El rey ciervo (9 page)

—¿Aunque sea su hermano? —preguntó Meleagrant.

Pero Ginebra vio que Héctor había entrado en el salón.

—¡Padre tutelar! Acompañadme, por favor. ¡Y mandad al señor Lucano en busca de mi criada!

El anciano subió lentamente tras ellos y Ginebra alargó el brazo para apoyarse en él. Meleagrant no parecía muy complacido. Cuando llegaron arriba, abrió la puerta de la alcoba que había ocupado Alienor, junto a la de Ginebra, una habitación trasera, más pequeña. El interior olía a aire viciado y húmedo.
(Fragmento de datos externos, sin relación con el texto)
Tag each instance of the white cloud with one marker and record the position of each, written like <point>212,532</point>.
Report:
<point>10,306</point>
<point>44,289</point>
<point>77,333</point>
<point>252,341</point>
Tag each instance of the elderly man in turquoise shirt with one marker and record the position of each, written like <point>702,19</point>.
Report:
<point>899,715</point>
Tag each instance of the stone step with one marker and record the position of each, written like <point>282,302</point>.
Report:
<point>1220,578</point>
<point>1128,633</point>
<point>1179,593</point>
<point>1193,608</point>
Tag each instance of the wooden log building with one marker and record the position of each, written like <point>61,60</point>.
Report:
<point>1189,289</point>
Meleagrant la empujó dentro y cerró tras ella, con un fuerte portazo. Mientras caía de rodillas, la reina oyó el ruido de la tranca al descender. Cuando pudo levantarse estaba sola en la habitación. Por más que aporreó la puerta no se oyó ningún sonido.

Morgana había acertado. ¿Habrían matado a toda su escolta, a Héctor, a Lucano? La habitación de Alienor estaba fría y húmeda; sólo quedaban unas sábanas harapientas en el gran lecho y la paja olía mal. Allí continuaba el viejo arcón tallado, pero vacío y con las tallas grasientas. El hogar estaba lleno de cenizas, como si no lo hubieran encendido en muchos años.

Ginebra llamó a la puerta y gritó hasta que le dolieron las manos y la garganta. Estaba hambrienta, exhausta y asqueada por el olor y la suciedad del ambiente. Pero la puerta no cedía. Y la ventana era demasiado pequeña para escapar; además, la distancia hasta el suelo superaba las tres varas y media. Estaba prisionera. Por la ventana sólo se veía un patio de establo, por donde se paseaba una solitaria vaca que mugía de vez en cuando.

Las horas pasaron lentamente. Ginebra tuvo que aceptar que no podría salir de allí por sus propios medios y tampoco atraer a nadie que pudiera liberarla. Sus acompañantes habían desaparecido, muertos o hechos prisioneros; en todo caso, les era imposible acudir en su auxilio. Se encontraba sola a merced de un hombre que, probablemente, la utilizaría como rehén para obtener de Arturo alguna concesión.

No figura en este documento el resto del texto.